Cracking the Grid: Maximizing Square Holes in a Grid
I am a nerdy software engineer
Geometry-based coding challenges often look intimidating because of coordinates and constraints, but they frequently boil down to finding patterns in sequences. A perfect example is the Maximum Square Hole Area problem.
In this article, we’ll explore how to manipulate a grid by removing bars to create the largest possible square opening.
Link to the problem : https://leetcode.com/problems/maximize-area-of-square-hole-in-grid/
Understanding the Grid Mechanics
Imagine a window with a metal grate. You have n+2 horizontal bars and m+2 vertical bars. The bars are indexed from 1 to N. You are given a list of specific internal bars (hBars and vBars) that are removable.
The Key Insight:
When you remove bars, you aren't just creating empty space; you are merging adjacent 1 x 1 cells.
If you remove 0 bars, the max gap is 1 unit.
If you remove 1 bar, the max gap is 2 units.
If you remove k consecutive bars, the max gap is k + 1 units.
To form a square hole of side S, you must be able to create a gap of at least S in both the horizontal and vertical directions.
The Game Plan
Since we want the maximum square, our side length S is limited by the weakest link ,the smaller of the two maximum gaps we can create.
Isolate the Dimensions: Treat the horizontal and vertical bars as two separate, independent sub-problems.
Find the Longest Streak: Sort the removable bars.
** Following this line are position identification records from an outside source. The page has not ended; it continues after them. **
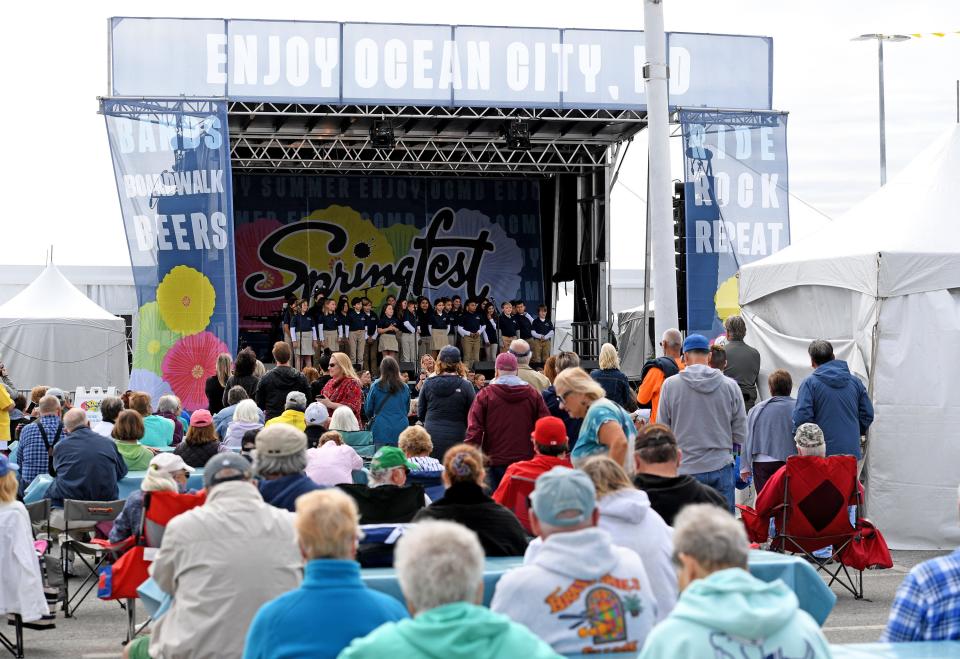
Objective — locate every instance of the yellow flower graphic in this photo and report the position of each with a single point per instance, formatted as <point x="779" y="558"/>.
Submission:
<point x="727" y="298"/>
<point x="186" y="299"/>
<point x="365" y="245"/>
<point x="153" y="339"/>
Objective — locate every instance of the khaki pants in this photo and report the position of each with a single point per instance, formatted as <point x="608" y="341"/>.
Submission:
<point x="355" y="344"/>
<point x="471" y="349"/>
<point x="541" y="350"/>
<point x="408" y="348"/>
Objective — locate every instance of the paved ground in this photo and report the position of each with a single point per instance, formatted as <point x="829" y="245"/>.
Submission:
<point x="99" y="627"/>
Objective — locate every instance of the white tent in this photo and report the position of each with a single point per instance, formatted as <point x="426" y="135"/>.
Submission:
<point x="882" y="283"/>
<point x="51" y="333"/>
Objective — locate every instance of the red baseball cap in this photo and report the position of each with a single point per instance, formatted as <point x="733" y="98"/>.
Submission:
<point x="550" y="431"/>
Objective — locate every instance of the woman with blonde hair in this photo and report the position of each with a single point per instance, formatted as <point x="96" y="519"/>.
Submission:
<point x="216" y="384"/>
<point x="606" y="427"/>
<point x="626" y="514"/>
<point x="466" y="503"/>
<point x="611" y="378"/>
<point x="343" y="389"/>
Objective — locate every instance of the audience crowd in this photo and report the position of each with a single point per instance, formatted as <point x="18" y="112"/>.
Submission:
<point x="618" y="499"/>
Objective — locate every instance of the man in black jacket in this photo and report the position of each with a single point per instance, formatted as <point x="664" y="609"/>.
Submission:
<point x="271" y="396"/>
<point x="657" y="459"/>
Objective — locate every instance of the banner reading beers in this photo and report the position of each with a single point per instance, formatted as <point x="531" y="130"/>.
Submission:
<point x="172" y="166"/>
<point x="378" y="236"/>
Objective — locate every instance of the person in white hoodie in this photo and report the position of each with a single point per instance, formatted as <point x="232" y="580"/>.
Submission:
<point x="705" y="410"/>
<point x="625" y="514"/>
<point x="723" y="610"/>
<point x="580" y="593"/>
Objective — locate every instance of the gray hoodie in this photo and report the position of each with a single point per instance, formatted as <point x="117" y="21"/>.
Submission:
<point x="705" y="410"/>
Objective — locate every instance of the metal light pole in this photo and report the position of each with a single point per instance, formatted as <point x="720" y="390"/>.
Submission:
<point x="883" y="130"/>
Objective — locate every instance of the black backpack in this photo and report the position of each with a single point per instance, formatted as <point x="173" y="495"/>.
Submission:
<point x="665" y="364"/>
<point x="46" y="442"/>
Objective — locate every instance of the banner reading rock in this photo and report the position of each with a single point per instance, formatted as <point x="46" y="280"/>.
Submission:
<point x="172" y="166"/>
<point x="736" y="201"/>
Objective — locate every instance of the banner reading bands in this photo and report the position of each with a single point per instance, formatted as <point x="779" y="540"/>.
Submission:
<point x="736" y="201"/>
<point x="172" y="165"/>
<point x="378" y="236"/>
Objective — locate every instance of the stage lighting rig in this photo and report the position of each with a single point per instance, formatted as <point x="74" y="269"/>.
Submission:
<point x="518" y="135"/>
<point x="381" y="134"/>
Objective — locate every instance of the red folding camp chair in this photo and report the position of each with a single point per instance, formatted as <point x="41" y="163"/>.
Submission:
<point x="121" y="579"/>
<point x="813" y="515"/>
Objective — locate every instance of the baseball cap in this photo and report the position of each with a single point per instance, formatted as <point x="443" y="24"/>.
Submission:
<point x="696" y="342"/>
<point x="280" y="439"/>
<point x="218" y="469"/>
<point x="201" y="419"/>
<point x="563" y="497"/>
<point x="316" y="415"/>
<point x="389" y="457"/>
<point x="296" y="399"/>
<point x="6" y="466"/>
<point x="169" y="463"/>
<point x="449" y="355"/>
<point x="809" y="435"/>
<point x="550" y="431"/>
<point x="506" y="362"/>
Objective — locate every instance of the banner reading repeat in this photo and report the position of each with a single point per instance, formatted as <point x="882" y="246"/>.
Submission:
<point x="736" y="201"/>
<point x="172" y="167"/>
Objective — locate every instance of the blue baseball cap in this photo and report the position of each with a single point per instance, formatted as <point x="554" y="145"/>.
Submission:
<point x="563" y="497"/>
<point x="696" y="342"/>
<point x="6" y="466"/>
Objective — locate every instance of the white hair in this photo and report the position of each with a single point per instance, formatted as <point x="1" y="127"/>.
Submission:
<point x="438" y="563"/>
<point x="712" y="536"/>
<point x="168" y="403"/>
<point x="246" y="411"/>
<point x="344" y="419"/>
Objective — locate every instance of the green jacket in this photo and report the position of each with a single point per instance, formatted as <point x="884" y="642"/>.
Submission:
<point x="733" y="614"/>
<point x="452" y="631"/>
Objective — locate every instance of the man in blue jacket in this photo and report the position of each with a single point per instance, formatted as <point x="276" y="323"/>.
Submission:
<point x="834" y="399"/>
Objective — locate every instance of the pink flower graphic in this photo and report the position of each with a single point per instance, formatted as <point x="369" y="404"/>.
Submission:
<point x="189" y="363"/>
<point x="248" y="238"/>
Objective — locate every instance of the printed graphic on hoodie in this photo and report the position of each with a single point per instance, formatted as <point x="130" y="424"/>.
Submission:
<point x="729" y="647"/>
<point x="604" y="618"/>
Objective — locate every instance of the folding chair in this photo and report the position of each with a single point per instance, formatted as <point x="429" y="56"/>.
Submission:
<point x="517" y="499"/>
<point x="158" y="509"/>
<point x="82" y="517"/>
<point x="813" y="515"/>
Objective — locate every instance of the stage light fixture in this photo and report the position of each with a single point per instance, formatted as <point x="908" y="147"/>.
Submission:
<point x="381" y="134"/>
<point x="518" y="135"/>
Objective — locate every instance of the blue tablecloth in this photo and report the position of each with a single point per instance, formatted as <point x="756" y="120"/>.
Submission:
<point x="815" y="598"/>
<point x="921" y="650"/>
<point x="132" y="481"/>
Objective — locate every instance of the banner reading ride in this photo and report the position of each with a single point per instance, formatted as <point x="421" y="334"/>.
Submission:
<point x="378" y="236"/>
<point x="172" y="165"/>
<point x="736" y="202"/>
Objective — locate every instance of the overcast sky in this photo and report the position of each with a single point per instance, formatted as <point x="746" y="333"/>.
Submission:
<point x="60" y="188"/>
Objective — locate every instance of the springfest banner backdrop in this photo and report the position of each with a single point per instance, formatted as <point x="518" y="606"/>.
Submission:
<point x="172" y="166"/>
<point x="377" y="236"/>
<point x="736" y="194"/>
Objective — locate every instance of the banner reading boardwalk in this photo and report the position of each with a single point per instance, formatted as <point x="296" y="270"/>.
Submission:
<point x="736" y="202"/>
<point x="378" y="236"/>
<point x="172" y="165"/>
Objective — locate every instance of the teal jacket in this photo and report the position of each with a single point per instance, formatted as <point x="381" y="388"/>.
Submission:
<point x="451" y="631"/>
<point x="731" y="613"/>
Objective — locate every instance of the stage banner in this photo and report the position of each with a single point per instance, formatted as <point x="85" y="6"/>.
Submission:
<point x="377" y="236"/>
<point x="736" y="202"/>
<point x="172" y="166"/>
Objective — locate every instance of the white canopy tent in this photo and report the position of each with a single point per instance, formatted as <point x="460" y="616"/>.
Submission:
<point x="51" y="333"/>
<point x="882" y="283"/>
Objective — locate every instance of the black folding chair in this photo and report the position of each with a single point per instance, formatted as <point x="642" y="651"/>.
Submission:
<point x="80" y="517"/>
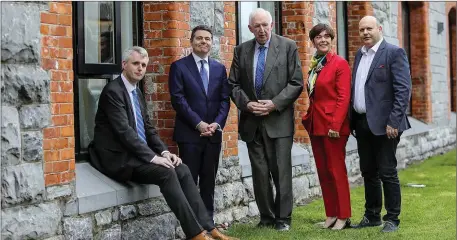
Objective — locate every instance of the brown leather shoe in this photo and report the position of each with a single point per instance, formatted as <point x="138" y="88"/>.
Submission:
<point x="216" y="234"/>
<point x="202" y="236"/>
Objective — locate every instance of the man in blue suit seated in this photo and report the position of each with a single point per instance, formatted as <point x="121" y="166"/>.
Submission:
<point x="200" y="96"/>
<point x="381" y="89"/>
<point x="127" y="147"/>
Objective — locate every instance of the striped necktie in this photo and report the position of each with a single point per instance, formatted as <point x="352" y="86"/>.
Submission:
<point x="139" y="117"/>
<point x="260" y="68"/>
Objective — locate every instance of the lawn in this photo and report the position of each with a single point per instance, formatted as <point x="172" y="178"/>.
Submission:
<point x="427" y="213"/>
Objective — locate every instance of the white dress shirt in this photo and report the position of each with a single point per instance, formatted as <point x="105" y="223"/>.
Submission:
<point x="199" y="65"/>
<point x="361" y="76"/>
<point x="256" y="56"/>
<point x="130" y="88"/>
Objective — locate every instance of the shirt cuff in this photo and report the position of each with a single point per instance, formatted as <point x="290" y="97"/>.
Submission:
<point x="198" y="125"/>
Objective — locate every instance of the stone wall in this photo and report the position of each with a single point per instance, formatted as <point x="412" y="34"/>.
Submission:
<point x="439" y="63"/>
<point x="28" y="210"/>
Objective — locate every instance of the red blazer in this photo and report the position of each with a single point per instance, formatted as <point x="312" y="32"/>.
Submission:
<point x="329" y="103"/>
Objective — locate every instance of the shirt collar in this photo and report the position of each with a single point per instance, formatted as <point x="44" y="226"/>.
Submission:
<point x="374" y="48"/>
<point x="267" y="44"/>
<point x="130" y="87"/>
<point x="197" y="59"/>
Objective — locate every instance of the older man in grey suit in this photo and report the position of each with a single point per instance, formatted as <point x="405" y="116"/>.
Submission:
<point x="381" y="91"/>
<point x="266" y="79"/>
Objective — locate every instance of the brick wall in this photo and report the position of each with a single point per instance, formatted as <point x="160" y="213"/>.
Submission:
<point x="57" y="59"/>
<point x="355" y="12"/>
<point x="297" y="20"/>
<point x="420" y="62"/>
<point x="227" y="45"/>
<point x="166" y="38"/>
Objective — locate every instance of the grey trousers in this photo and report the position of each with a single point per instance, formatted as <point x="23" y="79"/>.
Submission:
<point x="271" y="160"/>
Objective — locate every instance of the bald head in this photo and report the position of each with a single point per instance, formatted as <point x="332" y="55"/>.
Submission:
<point x="370" y="31"/>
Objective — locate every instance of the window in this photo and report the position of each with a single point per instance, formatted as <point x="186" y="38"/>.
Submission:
<point x="103" y="30"/>
<point x="406" y="41"/>
<point x="341" y="25"/>
<point x="243" y="11"/>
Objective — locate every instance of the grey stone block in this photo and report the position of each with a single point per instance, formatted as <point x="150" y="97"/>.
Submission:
<point x="78" y="228"/>
<point x="31" y="222"/>
<point x="161" y="227"/>
<point x="113" y="233"/>
<point x="35" y="116"/>
<point x="54" y="192"/>
<point x="32" y="146"/>
<point x="127" y="212"/>
<point x="21" y="31"/>
<point x="103" y="217"/>
<point x="11" y="138"/>
<point x="155" y="207"/>
<point x="231" y="194"/>
<point x="22" y="183"/>
<point x="25" y="84"/>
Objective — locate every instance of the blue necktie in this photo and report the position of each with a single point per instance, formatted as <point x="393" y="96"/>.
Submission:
<point x="260" y="68"/>
<point x="139" y="117"/>
<point x="204" y="75"/>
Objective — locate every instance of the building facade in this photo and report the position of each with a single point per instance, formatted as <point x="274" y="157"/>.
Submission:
<point x="57" y="56"/>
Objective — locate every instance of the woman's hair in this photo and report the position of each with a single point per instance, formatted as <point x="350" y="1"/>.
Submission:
<point x="320" y="27"/>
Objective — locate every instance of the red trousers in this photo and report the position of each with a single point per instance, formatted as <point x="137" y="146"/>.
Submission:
<point x="330" y="154"/>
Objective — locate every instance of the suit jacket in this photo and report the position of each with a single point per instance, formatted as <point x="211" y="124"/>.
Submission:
<point x="329" y="103"/>
<point x="116" y="144"/>
<point x="387" y="89"/>
<point x="192" y="104"/>
<point x="282" y="83"/>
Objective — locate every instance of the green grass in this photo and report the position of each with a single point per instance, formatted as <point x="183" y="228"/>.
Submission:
<point x="427" y="213"/>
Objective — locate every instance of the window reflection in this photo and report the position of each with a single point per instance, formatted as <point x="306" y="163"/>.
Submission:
<point x="89" y="93"/>
<point x="99" y="32"/>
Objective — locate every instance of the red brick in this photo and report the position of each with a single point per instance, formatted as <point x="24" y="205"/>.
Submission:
<point x="51" y="179"/>
<point x="48" y="18"/>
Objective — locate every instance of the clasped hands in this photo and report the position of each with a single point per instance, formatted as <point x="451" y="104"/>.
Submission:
<point x="168" y="160"/>
<point x="261" y="108"/>
<point x="207" y="130"/>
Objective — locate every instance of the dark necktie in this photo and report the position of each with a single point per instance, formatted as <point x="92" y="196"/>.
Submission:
<point x="204" y="75"/>
<point x="260" y="69"/>
<point x="139" y="117"/>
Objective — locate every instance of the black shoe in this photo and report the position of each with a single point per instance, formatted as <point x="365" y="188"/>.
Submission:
<point x="389" y="227"/>
<point x="265" y="224"/>
<point x="367" y="223"/>
<point x="347" y="224"/>
<point x="282" y="226"/>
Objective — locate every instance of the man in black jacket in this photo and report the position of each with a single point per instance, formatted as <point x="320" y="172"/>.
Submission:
<point x="127" y="147"/>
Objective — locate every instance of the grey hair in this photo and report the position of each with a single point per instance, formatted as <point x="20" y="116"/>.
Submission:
<point x="128" y="52"/>
<point x="260" y="10"/>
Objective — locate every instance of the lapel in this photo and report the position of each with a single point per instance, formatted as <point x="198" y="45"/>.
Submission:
<point x="212" y="73"/>
<point x="358" y="56"/>
<point x="376" y="58"/>
<point x="192" y="66"/>
<point x="325" y="69"/>
<point x="271" y="57"/>
<point x="129" y="103"/>
<point x="249" y="60"/>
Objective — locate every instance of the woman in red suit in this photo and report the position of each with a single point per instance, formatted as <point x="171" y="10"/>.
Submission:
<point x="327" y="123"/>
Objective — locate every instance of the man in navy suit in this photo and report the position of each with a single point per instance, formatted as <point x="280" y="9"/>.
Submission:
<point x="200" y="96"/>
<point x="381" y="89"/>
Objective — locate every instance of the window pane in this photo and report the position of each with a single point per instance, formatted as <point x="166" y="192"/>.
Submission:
<point x="99" y="32"/>
<point x="128" y="25"/>
<point x="245" y="9"/>
<point x="89" y="93"/>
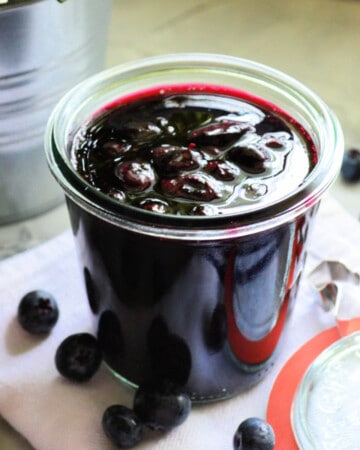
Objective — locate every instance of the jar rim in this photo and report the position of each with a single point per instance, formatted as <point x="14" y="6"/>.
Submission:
<point x="195" y="227"/>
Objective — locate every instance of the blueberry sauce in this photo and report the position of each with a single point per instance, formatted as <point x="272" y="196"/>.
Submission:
<point x="172" y="150"/>
<point x="207" y="315"/>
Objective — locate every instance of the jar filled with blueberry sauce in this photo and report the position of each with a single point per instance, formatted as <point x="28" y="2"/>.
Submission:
<point x="192" y="181"/>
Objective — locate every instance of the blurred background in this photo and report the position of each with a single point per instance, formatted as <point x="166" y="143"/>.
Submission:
<point x="315" y="41"/>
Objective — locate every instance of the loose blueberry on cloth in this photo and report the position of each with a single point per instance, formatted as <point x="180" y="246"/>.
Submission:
<point x="54" y="413"/>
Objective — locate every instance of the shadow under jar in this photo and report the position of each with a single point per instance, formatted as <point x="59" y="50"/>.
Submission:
<point x="191" y="273"/>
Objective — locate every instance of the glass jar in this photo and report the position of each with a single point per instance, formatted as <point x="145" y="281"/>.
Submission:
<point x="200" y="300"/>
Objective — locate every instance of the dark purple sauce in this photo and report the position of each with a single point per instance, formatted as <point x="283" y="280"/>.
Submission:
<point x="179" y="151"/>
<point x="205" y="315"/>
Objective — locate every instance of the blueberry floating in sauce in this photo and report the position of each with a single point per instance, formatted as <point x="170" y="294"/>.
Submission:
<point x="188" y="153"/>
<point x="161" y="406"/>
<point x="350" y="169"/>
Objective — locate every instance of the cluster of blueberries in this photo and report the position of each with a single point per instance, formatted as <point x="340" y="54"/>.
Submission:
<point x="156" y="406"/>
<point x="350" y="169"/>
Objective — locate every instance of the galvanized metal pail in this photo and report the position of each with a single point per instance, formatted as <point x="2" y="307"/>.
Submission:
<point x="46" y="47"/>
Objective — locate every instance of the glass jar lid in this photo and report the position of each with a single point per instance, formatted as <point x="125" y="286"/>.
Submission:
<point x="326" y="407"/>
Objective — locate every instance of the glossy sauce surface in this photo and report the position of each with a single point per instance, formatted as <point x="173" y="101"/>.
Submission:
<point x="193" y="150"/>
<point x="206" y="316"/>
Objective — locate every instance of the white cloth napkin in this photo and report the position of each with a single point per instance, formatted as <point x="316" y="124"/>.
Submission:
<point x="54" y="414"/>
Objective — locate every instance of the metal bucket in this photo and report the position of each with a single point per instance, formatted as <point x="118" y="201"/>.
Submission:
<point x="46" y="47"/>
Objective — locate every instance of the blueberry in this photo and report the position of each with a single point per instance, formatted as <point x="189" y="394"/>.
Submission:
<point x="350" y="169"/>
<point x="172" y="160"/>
<point x="161" y="406"/>
<point x="135" y="176"/>
<point x="78" y="357"/>
<point x="141" y="132"/>
<point x="254" y="434"/>
<point x="154" y="205"/>
<point x="192" y="187"/>
<point x="122" y="426"/>
<point x="38" y="312"/>
<point x="251" y="159"/>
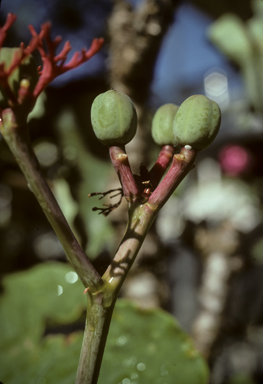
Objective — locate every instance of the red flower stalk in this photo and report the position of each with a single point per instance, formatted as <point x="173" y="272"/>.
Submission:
<point x="53" y="65"/>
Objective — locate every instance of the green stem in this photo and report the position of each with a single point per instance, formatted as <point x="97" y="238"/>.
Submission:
<point x="140" y="220"/>
<point x="95" y="336"/>
<point x="17" y="138"/>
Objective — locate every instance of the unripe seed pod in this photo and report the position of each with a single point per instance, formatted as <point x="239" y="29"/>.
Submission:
<point x="197" y="122"/>
<point x="162" y="124"/>
<point x="113" y="118"/>
<point x="27" y="70"/>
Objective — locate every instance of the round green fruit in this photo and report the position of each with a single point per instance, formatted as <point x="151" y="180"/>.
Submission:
<point x="162" y="124"/>
<point x="197" y="122"/>
<point x="113" y="118"/>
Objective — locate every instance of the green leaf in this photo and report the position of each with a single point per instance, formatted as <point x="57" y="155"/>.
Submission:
<point x="144" y="346"/>
<point x="148" y="346"/>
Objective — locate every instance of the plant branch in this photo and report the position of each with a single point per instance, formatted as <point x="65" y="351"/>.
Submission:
<point x="159" y="168"/>
<point x="120" y="161"/>
<point x="17" y="138"/>
<point x="141" y="217"/>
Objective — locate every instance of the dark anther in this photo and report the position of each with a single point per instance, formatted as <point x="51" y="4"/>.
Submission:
<point x="108" y="207"/>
Look for the longest sequence where each bar number is exactly 1 greater than the previous one (e.g.,
[2, 3, 4]).Calculate the Gap: If the longest streak of removable horizontal bars is H_max, the maximum horizontal gap is H_max + 1. Do the same for vertical bars (V_max + 1).
Find the Square: The side of the largest square
Rust Implementation
This solution is efficient and clean, utilizing Rust's powerful slice iterators.
Rust
impl Solution {
pub fn maximize_square_hole_area(n: i32, m: i32, mut h_bars: Vec<i32>, mut v_bars: Vec<i32>) -> i32 {
// Find the max consecutive sequence in both directions
let max_h_gap = Self::get_max_gap(&mut h_bars);
let max_v_gap = Self::get_max_gap(&mut v_bars);
// The square side is the bottleneck between the two directions
let side = max_h_gap.min(max_v_gap);
side * side
}
fn get_max_gap(bars: &mut Vec<i32>) -> i32 {
// Sorting is essential to find consecutive sequences
bars.sort_unstable();
let mut max_streak = 1;
let mut current_streak = 1;
for i in 1..bars.len() {
if bars[i] == bars[i-1] + 1 {
current_streak += 1;
} else {
max_streak = max_streak.max(current_streak);
current_streak = 1;
}
}
max_streak = max_streak.max(current_streak);
// Gap size = number of consecutive bars removed + 1
max_streak + 1
}
}
Why This Works
The constraints on hBars.length and vBars.length are small (up to 100), but the grid dimensions n and m can be up to 10^9.
By focusing only on the removable bars, we ignore the massive grid size and reduce the problem to finding the Longest Consecutive Sequence. This turns a potentially O(N x M) problem into a lightning-fast O(B log B) solution (where B is the number of removable bars).
Key Takeaways
Consecutive = Gap: In grid problems, removing k lines always results in k+1 space.
Bottleneck Principle: Squares are defined by their shortest side. Always look for the
min()of your dimensions.Ignore the Noise: Don't let large constraints like 10^9 scare you; they often signal that you should ignore the grid and focus on the small input arrays.